Kremlin demands rubles for gas, EU leaders push back

Putin said Russia will start accepting ruble payments Friday 

Berlin: Russian President Vladimir Putin insisted Thursday that the country’s natural gas must be paid for with rubles, a demand apparently intended to help bolster the Russian currency but one that European leaders say they will not comply with because it violates the terms of contracts and sanctions.

Putin said Russia will start accepting ruble payments Friday and gas supplies will be cut off if buyers don’t agree to the new conditions, including opening ruble accounts in Russian banks, from which the gas payments will be made.

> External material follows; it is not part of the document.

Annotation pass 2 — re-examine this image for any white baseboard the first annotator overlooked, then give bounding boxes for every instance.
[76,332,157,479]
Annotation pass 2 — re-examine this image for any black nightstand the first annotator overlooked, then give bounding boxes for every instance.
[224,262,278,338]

“If these payments are not made, we will consider it a failure of the buyer to fulfill its obligations, with all the ensuing consequences,” Putin said.

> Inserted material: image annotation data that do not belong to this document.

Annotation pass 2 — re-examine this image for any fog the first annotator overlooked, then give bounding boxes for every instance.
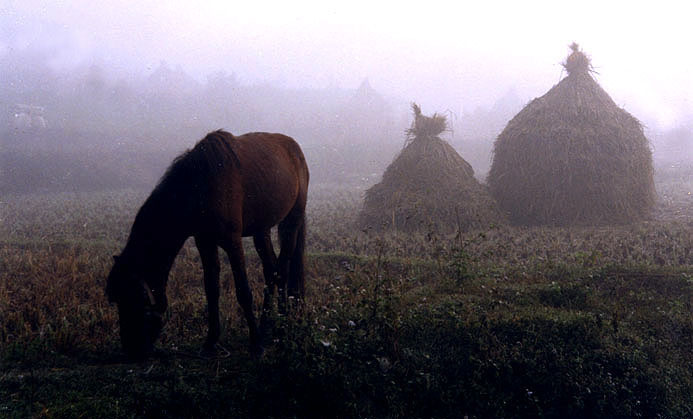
[0,0,693,191]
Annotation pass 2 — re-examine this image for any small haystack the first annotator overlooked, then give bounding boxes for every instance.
[488,44,655,225]
[359,104,500,233]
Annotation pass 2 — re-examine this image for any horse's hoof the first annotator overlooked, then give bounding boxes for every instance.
[250,345,265,359]
[200,344,219,359]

European leaders cautiously insisted they will continue to pay for natural gas in euros and dollars and want to see the fine print of how the Kremlin will implement its decree. It came a day after the leaders of Italy and Germany said they received assurances from Putin about gas supplies.

Putin announced last week the countries deemed “unfriendly” for imposing sanctions on Russia over its war in Ukraine must pay for natural gas only in Russian currency. His proposal has caused natural gas prices to gyrate and raised fears it could be a prelude to an interruption of supplies to Europe, which is heavily dependent on Russian natural gas and would struggle with a sudden cutoff. At the same time, Russia depends on oil and gas sales for much of its government revenue at a time its economy is under severe stress from Western sanctions.

Economists say switching the gas payments to rubles would do little to support the Russian currency since gas exporter Gazprom has to sell 80 percent of its foreign currency earnings for rubles anyway. The White House said Thursday that the ruble is no longer a reliable measure of Russia’s economy because it’s being artificially propped up.